FDA approves first-of-its-kind stroke rehabilitation system

Aug. 30, 2021

The U.S. Food and Drug Administration (FDA) approved the MicroTransponder Vivistim Paired VNS System (Vivistim System), a first-of-its-kind, drug-free rehabilitation system intended to treat moderate to severe upper extremity motor deficits associated with chronic ischemic stroke—a stroke caused by a blockage of blood flow to the brain with long-lasting symptoms—using vagus nerve stimulation (VNS) according to the FDA release.

“People who have lost mobility in their hands and arms due to ischemic stroke are often limited in their treatment options for regaining motor function” said Christopher M. Loftus, M.D., acting director of the FDA’s Center for Devices and Radiological Health’s Office of Neurological and Physical Medicine Devices. “Today’s approval of the Vivistim Paired VNS System offers the first stroke rehabilitation option using vagus nerve stimulation. Used alongside rehabilitative exercise, this device may offer benefit to those who have lost function in their upper limbs due to ischemic stroke.”

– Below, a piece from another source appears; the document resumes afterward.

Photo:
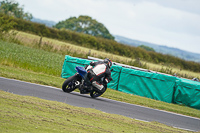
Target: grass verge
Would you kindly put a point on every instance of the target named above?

The Vivistim System is intended to be used, along with post-stroke rehabilitation therapy, in patients who have had ischemic stroke, to electrically stimulate the vagus nerve—a nerve that runs from the brain down to the abdomen—to reduce deficiencies in upper limb and extremity motor function and to improve patients’ ability to move their arms and hands.

To use the Vivistim System, an implantable pulse generator (IPG)—which generates a mild electrical pulse—is implanted just under the skin in the chest of the patient. Attached to the IPG is a lead wire that is implanted under the skin and leads up to electrodes that are placed on the left side of the neck where the vagus nerve is.

Accompanying the implantable components are clinician software preloaded onto a laptop and a wireless transmitter to be used only by a health care provider. The software allows a healthcare provider managing a patient’s rehabilitation to input the appropriate settings on the IPG, including amplitude, frequency and pulse width for the stimulation. It also records stimulation history, movements performed and information about the IPG. The wireless transmitter communicates adjustments to the IPG settings made using the software.

The Vivistim System, a prescription device, may be used in both clinical and at-home settings to provide VNS. If it is to be used during home rehabilitation exercises, the software and the wireless transmitter are not used by the patient. However, the patient is supplied with a magnet that can be passed over the IPG implant site to activate the IPG to begin a 30-minute stimulation session during rehabilitative exercise. When directed by a physician and with appropriate programming to the IPG, patients are trained on how to use the Vivistim System at home, as well as its safety features, to avoid any unwanted electrical stimulation.

Effectiveness for the Vivistim System was measured using the Upper Extremity Fugl-Meyer Assessment (FMA-UE), a stroke specific measure of motor impairment. Progress was measured as an increase in motor function from baseline after six weeks of therapy. Patients in the treatment group had an average score increase of 5 points, whereas patients in the control group had an average score increase of 2.4 points. Additionally, 47.2% of those in the treatment group saw an improvement of 6 or more points in the FMA-UE score 90 days post-therapy as compared with 23.6% in the control group.

The MicroTransponder Vivistim Paired VNS System is manufactured by MicroTransponder Inc.